Understanding Virus Aggregation
The NanoSight technique measures particle size on a particle-by-particle basis and can generate high-resolution particle-size distributions. The size distribution can be used to estimate relative concentrations of monomeric vs. aggregated material because the technique not only measures particle size but counts the number of particles of a specific size.
The qualitative aspect of the technique also provides quick insight into the state of aggregation, as can be seen in Figure 3. Figure 3A shows a highly purified preparation of influenza virus, while Figure 3B shows a sample with a high degree of aggregation. Independent of a number distribution, the user can quickly and reliably understand the state of aggregation within a preparation.
Infectivity assays are unable to distinguish between aggregated and nonaggregated material in viral preparations. A plaque-forming unit may be a single virion or a single aggregate containing many potentially infective viruses. Aggregated viral material may de-aggregate in vivo upon administration and, as such, an infectivity assay may grossly underestimate the infectious viral content within a preparation.
Virus-like particles (VLPs) are a relatively new area within vaccine development. They have been designed to overcome the problems associated with certain recombinant protein vaccines that have poor immunogenicity resulting from poor presentation of the viral antigens to the immune system. This can be overcome to a certain extent through the addition of adjuvants, but perhaps another more attractive option is available through the creation of VLPs.
VLPs consist of an assembled structure of viral antigens creating a more authentic structure and conformation of the viral antigen. VLPs have been shown to have significant potential in eliciting a stronger and lengthier immune response than more traditional recombinant protein vaccines.

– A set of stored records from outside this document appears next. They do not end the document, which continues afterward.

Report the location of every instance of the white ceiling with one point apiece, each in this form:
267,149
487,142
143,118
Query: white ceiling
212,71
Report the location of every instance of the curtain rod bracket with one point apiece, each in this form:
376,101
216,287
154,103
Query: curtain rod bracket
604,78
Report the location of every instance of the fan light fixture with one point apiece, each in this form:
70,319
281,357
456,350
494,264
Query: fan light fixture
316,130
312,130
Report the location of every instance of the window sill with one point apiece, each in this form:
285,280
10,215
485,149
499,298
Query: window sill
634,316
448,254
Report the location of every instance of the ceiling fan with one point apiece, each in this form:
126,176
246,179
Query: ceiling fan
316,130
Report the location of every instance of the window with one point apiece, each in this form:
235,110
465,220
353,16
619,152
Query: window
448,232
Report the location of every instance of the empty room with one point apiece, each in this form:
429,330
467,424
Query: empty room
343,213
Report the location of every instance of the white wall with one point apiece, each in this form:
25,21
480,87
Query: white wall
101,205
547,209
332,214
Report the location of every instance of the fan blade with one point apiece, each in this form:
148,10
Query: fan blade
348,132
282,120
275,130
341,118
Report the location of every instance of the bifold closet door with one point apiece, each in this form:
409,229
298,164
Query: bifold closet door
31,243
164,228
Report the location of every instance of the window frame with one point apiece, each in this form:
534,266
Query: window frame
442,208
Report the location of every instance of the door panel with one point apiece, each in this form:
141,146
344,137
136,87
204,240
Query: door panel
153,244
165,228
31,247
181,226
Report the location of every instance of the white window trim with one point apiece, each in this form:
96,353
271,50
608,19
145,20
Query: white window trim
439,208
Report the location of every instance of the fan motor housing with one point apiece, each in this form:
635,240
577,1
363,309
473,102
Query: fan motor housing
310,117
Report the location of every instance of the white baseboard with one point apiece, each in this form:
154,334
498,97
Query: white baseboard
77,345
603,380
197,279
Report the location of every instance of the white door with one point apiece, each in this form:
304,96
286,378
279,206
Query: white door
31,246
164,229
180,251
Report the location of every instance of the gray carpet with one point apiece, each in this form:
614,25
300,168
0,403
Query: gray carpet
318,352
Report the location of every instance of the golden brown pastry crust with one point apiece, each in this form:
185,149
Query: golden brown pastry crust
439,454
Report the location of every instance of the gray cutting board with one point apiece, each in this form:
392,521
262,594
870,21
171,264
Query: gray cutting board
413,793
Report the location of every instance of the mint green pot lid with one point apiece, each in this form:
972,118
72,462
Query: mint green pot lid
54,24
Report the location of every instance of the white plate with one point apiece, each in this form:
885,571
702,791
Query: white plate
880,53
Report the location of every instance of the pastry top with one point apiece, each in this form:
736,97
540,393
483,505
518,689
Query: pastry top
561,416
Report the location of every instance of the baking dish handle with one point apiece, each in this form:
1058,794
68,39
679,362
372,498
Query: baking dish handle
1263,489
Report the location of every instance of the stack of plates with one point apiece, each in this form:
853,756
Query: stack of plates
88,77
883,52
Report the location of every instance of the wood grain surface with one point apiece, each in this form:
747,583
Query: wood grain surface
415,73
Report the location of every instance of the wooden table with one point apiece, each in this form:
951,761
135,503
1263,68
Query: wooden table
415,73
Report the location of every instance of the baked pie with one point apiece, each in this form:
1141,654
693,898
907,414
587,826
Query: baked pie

In terms of characterizing such structures, infectivity assays cannot be used as VLPs, are devoid of the RNA or DNA required for replication, and hence, they are noninfectious. In addition, they cannot be quantified using qPCR again due to the fact that they do not contain DNA or RNA. The NanoSight technique does not require the particle to be infectious nor contain DNA/RNA and hence represents an attractive method of characterizing these structures.
The NanoSight technique can be used as a tool to quantify the total viral content and can be used alongside infectivity assays to calculate the relative concentrations of infectious to noninfectious viruses in a live attenuated vaccine. This method is ideally suited to calculate viral titers in inactivated vaccines where infectivity assays cannot be used to characterize the final product.